Healthcare from the government? Tell me another one...
There are a lot of reasons that health care needs to be reformed. Cost is the biggest one, of course - if you have to pay for health insurance yourself, it can be incredibly expensive. But having the government provide the health insurance? It may not be as big a hit on your wallet (since everyone in the country is helping to pay your premiums), but there's the old saying that you get what you pay for.
Let me give you some examples. As a servicemember in the Armed Forces, I am covered under TriCare, the uniformed services health plan. If I (or my family) need healthcare anywhere off post, TriCare is our insurance plan. It costs nothing, except co-pays, and any provider who takes Medicare or Medicaid has to accept TriCare by law. Sounds great, doesn't it? Until you get to the coverage itself.
First example - a couple years back, my doctor sent me to get a blood test, to determine if I had an allergy to a specific substance. Since his office doesn't have its own lab (like most general practitioners), he sent me to an outside lab service. One appointment, 15 minutes, blood drawn and sent off. A few weeks later, I receive my statement of benefits for the visit from TriCare: they covered the test, the shipping of the sample to where the test was done - but not the drawing of the blood! this, incidentally, was the most expensive part of the whole procedure. I called them up and asked about this, figuring it must be a mistake, only to be informed that the blood draw was an "incidental procedure" not required for the test, so it was not covered. One may ask, how do you test blood if you don't get it out of the patient first? Well, I did exactly that and was told it wasn't their problem. When I suggested that they should advise their clients to simply slit their wrists and bleed in the bottle (emergency room visits being covered 100%), they were not amused.

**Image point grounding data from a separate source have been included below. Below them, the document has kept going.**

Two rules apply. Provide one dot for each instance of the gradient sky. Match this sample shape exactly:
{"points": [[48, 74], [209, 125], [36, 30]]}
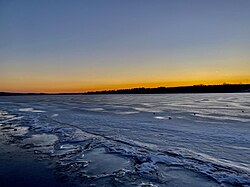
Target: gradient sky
{"points": [[82, 45]]}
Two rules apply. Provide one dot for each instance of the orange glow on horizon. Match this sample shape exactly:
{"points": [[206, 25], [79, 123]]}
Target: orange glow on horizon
{"points": [[75, 88]]}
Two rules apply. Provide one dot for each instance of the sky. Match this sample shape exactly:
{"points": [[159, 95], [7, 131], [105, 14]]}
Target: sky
{"points": [[87, 45]]}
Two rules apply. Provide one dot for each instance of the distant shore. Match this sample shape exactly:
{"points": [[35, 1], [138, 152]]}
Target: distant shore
{"points": [[224, 88]]}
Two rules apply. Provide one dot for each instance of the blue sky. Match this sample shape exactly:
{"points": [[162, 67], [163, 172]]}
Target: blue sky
{"points": [[104, 44]]}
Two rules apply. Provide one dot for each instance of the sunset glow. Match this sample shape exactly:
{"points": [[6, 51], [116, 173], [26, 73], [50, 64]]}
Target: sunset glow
{"points": [[78, 46]]}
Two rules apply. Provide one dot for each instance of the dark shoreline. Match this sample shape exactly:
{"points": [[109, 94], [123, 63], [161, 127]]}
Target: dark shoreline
{"points": [[225, 88]]}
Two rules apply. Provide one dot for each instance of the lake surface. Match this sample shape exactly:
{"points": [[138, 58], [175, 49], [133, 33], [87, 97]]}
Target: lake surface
{"points": [[135, 140]]}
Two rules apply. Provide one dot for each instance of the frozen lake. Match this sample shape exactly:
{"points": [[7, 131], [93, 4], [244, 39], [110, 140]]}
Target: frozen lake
{"points": [[135, 140]]}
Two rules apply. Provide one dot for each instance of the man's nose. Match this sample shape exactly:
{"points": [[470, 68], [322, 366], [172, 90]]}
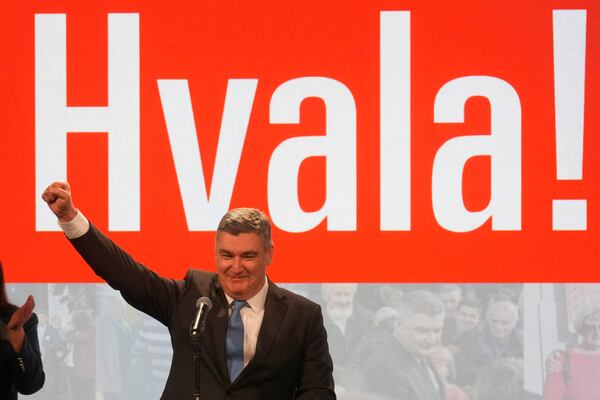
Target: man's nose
{"points": [[236, 262]]}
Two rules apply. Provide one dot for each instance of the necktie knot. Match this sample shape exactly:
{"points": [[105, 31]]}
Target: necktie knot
{"points": [[237, 305]]}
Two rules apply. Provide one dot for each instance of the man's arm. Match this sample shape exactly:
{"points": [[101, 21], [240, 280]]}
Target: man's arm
{"points": [[316, 372], [140, 287]]}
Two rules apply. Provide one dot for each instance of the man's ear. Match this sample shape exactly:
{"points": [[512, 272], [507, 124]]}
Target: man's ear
{"points": [[270, 254]]}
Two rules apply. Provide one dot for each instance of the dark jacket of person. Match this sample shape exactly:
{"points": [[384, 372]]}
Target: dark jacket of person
{"points": [[20, 372]]}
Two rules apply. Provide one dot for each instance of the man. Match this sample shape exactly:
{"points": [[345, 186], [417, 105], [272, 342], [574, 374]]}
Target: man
{"points": [[346, 324], [468, 315], [499, 340], [260, 341], [400, 370]]}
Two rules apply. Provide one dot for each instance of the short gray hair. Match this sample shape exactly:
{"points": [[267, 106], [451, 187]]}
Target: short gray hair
{"points": [[420, 302], [247, 220]]}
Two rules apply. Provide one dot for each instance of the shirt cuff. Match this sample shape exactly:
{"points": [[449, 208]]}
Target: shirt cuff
{"points": [[76, 227]]}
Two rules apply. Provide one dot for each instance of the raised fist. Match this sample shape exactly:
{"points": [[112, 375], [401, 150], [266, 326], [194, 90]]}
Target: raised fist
{"points": [[58, 198]]}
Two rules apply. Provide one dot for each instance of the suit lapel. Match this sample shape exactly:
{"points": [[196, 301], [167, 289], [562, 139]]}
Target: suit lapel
{"points": [[275, 308], [217, 328]]}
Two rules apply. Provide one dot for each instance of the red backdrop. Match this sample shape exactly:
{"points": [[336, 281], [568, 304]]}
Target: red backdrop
{"points": [[208, 43]]}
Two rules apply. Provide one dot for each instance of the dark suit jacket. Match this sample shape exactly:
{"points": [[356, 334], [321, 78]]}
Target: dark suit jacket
{"points": [[292, 359], [20, 372], [395, 374]]}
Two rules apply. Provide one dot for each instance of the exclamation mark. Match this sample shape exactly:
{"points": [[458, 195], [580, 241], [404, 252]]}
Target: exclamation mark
{"points": [[569, 82]]}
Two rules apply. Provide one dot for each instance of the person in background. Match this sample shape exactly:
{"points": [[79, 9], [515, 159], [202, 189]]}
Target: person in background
{"points": [[400, 369], [443, 363], [468, 326], [345, 322], [574, 374], [501, 380], [21, 368], [499, 340], [450, 295]]}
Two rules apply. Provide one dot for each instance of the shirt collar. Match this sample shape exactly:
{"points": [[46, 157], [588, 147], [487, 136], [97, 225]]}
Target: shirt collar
{"points": [[257, 302]]}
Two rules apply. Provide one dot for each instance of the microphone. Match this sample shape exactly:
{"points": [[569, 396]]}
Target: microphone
{"points": [[203, 306]]}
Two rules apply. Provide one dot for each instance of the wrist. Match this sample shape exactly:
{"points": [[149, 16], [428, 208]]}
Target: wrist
{"points": [[68, 216]]}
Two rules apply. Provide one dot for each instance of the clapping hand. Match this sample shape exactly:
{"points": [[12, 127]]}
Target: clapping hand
{"points": [[16, 333]]}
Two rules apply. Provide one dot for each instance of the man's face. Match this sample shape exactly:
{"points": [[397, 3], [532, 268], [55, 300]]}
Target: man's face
{"points": [[450, 300], [501, 322], [467, 318], [339, 299], [242, 262], [419, 333]]}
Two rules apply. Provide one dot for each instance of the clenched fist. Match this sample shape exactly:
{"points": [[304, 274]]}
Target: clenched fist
{"points": [[58, 197]]}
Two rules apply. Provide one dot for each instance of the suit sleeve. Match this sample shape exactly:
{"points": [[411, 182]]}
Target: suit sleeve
{"points": [[316, 372], [139, 286], [26, 364]]}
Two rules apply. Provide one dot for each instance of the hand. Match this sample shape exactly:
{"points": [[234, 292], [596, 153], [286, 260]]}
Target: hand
{"points": [[58, 198], [555, 361], [16, 333]]}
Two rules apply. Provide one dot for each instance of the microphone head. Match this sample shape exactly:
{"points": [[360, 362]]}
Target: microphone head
{"points": [[204, 301]]}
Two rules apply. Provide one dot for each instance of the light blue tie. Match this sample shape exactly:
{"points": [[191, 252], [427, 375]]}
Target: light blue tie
{"points": [[234, 340]]}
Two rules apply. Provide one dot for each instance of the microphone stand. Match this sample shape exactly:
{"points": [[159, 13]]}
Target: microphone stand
{"points": [[197, 351], [195, 335]]}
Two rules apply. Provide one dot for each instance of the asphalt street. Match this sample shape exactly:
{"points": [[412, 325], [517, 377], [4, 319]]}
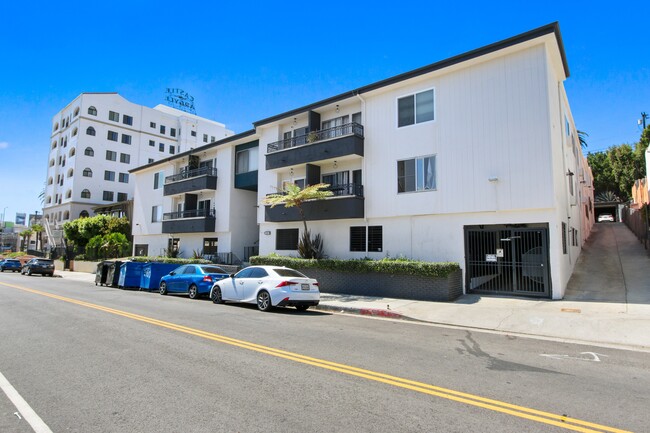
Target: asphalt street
{"points": [[98, 359]]}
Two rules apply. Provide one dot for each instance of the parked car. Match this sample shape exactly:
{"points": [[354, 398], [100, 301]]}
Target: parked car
{"points": [[606, 217], [38, 265], [195, 280], [10, 265], [268, 286]]}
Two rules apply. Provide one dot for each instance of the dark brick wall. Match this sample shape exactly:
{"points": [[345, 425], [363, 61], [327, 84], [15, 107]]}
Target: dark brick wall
{"points": [[389, 285]]}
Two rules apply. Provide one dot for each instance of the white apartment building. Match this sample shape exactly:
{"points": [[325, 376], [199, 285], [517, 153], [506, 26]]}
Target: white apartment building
{"points": [[474, 159], [199, 202], [98, 137]]}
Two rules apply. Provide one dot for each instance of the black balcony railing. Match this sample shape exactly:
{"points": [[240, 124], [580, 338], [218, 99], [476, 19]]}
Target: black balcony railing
{"points": [[185, 173], [316, 136], [194, 213]]}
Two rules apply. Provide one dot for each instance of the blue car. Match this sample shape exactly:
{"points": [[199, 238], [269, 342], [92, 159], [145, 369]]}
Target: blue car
{"points": [[10, 265], [195, 280]]}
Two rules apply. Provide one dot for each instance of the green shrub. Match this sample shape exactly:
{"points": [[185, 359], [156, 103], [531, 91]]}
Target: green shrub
{"points": [[173, 260], [386, 265]]}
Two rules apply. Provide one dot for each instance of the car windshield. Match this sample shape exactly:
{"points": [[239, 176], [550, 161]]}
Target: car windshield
{"points": [[286, 272], [213, 270]]}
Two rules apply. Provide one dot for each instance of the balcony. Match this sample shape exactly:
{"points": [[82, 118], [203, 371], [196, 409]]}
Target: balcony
{"points": [[316, 146], [347, 202], [191, 180], [189, 221]]}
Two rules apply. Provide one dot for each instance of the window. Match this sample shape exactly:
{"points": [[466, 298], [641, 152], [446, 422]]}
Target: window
{"points": [[141, 250], [415, 108], [373, 235], [375, 238], [156, 214], [246, 160], [210, 245], [358, 239], [286, 239], [158, 180], [417, 174]]}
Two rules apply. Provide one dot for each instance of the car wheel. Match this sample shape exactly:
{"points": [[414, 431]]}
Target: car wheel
{"points": [[193, 291], [215, 296], [264, 301]]}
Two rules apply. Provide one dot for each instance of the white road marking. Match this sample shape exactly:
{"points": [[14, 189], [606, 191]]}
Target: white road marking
{"points": [[594, 356], [23, 408]]}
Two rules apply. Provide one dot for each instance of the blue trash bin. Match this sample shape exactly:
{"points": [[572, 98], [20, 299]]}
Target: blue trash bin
{"points": [[152, 273], [130, 275]]}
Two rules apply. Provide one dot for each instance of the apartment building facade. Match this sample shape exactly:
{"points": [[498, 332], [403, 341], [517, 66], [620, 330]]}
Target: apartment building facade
{"points": [[98, 137], [474, 159], [201, 202]]}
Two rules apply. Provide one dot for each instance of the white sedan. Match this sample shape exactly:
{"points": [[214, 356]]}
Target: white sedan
{"points": [[268, 286]]}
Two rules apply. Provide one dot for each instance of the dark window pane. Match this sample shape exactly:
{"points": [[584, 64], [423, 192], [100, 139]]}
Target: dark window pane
{"points": [[406, 111]]}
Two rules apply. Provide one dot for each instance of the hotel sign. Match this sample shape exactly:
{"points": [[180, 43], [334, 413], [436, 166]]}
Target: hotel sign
{"points": [[180, 99]]}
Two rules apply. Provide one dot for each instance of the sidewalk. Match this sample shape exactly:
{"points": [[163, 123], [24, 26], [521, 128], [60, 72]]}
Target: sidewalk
{"points": [[607, 301]]}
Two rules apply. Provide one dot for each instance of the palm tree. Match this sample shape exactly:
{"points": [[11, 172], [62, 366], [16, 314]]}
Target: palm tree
{"points": [[293, 196]]}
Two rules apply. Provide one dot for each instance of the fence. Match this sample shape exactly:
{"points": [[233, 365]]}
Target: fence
{"points": [[637, 221]]}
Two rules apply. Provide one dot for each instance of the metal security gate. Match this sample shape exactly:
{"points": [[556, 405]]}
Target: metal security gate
{"points": [[508, 259]]}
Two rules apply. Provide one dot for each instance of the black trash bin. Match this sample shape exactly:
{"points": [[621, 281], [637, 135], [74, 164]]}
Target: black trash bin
{"points": [[113, 274], [101, 273]]}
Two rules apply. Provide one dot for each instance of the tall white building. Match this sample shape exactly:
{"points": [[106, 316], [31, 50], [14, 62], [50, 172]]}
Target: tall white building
{"points": [[98, 137]]}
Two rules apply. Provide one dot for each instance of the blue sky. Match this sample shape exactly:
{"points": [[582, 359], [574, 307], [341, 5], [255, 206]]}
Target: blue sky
{"points": [[245, 61]]}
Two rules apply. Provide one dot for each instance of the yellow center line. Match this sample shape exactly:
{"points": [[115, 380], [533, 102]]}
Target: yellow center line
{"points": [[424, 388]]}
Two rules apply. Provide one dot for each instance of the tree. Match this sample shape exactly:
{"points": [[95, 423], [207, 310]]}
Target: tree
{"points": [[293, 196]]}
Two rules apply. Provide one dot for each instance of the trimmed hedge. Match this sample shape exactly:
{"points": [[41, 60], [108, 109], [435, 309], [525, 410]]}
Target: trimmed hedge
{"points": [[386, 266], [172, 260]]}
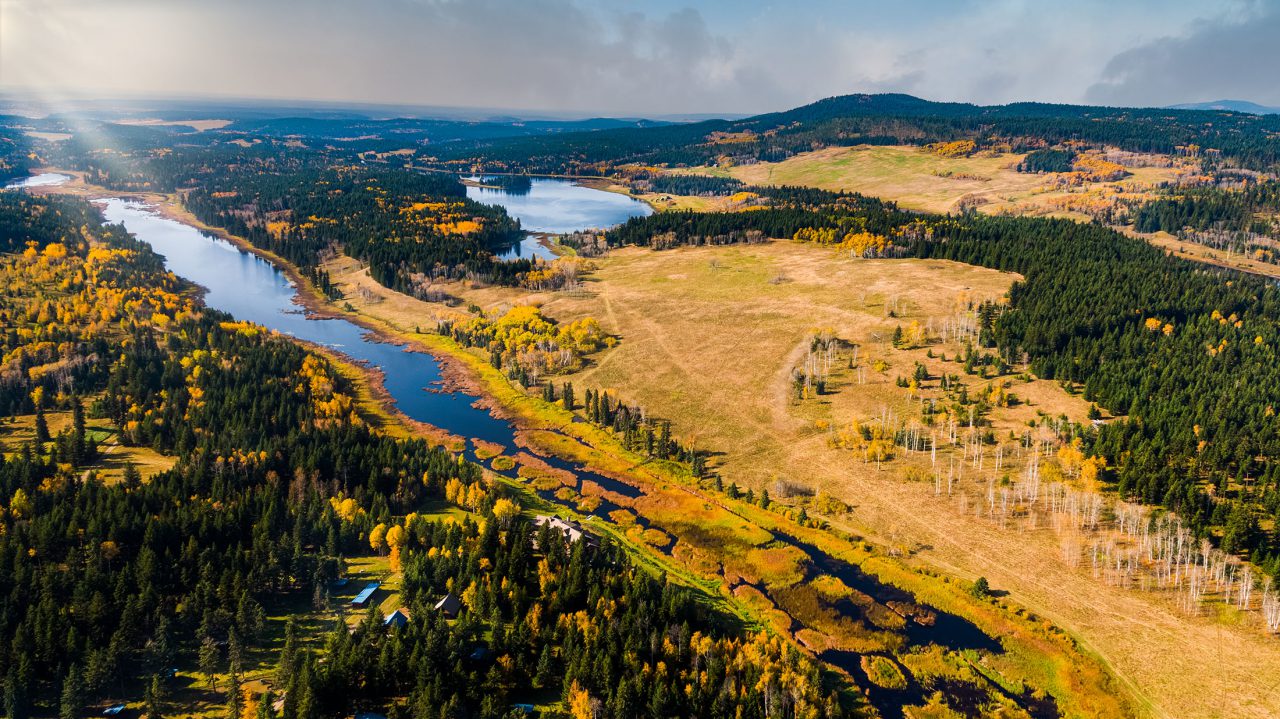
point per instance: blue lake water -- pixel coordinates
(557, 206)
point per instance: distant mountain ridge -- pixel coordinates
(1230, 105)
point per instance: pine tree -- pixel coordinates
(152, 697)
(41, 426)
(73, 694)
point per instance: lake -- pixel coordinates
(557, 206)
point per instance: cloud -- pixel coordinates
(1232, 58)
(621, 58)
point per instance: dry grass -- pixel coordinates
(113, 456)
(919, 179)
(709, 338)
(1197, 252)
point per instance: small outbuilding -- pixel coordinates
(361, 599)
(572, 531)
(449, 605)
(396, 619)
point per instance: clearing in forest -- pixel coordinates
(711, 339)
(919, 179)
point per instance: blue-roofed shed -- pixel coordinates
(365, 594)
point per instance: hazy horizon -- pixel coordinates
(639, 59)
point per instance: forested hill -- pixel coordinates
(1183, 355)
(168, 592)
(1251, 141)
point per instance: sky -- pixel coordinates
(644, 58)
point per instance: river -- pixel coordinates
(251, 288)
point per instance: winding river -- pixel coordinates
(251, 288)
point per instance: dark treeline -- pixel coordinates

Second example - pregnancy visits. Anyone who has had a baby in the last ten years or so knows that doctors now rely on ultrasounds for a great deal of information that could previously only be gained through invasive testing, a significant benfit for both mother an child. However, TriCare being run by a bureaucracy, the rules for coverage get rewritten only under extreme duress. The coverage policy for ultrasounds, it seems, dates from sometime back in the late 80s or early 90s, when they were still new and relatively cumbersome. So instead of the 3 to 4 regular ultrasounds that most ObGyn's recommend for a normal pregnancy, TriCare only covers ultrasounds for pregnancies considered "high risk." On top of that, if they do authorize the ultrasounds, TriCare uses what is called "global coverage." That is to say, TriCare will not take claims from doctors and labs for the pregnancy piecemeal - all expenses must be submitted on a single claim, after the baby is born. You see the problem here already - no doctor can bill that way, since a specialist like an ObGyn must refer patients out for different tests, and the hospital where the baby is delivered is a separate entity altogether. TriCare's answer? Have the ObGyn collect all the bills from the other doctors and facilities, submit it all on his/her claim, and then the ObGyn pays the other bills from the settlement. Feel free to laugh now.
So, still think its a good idea to hand your healthcare over to the people that run this system? There's a reason that the program is nicknamed "Try To Get Care."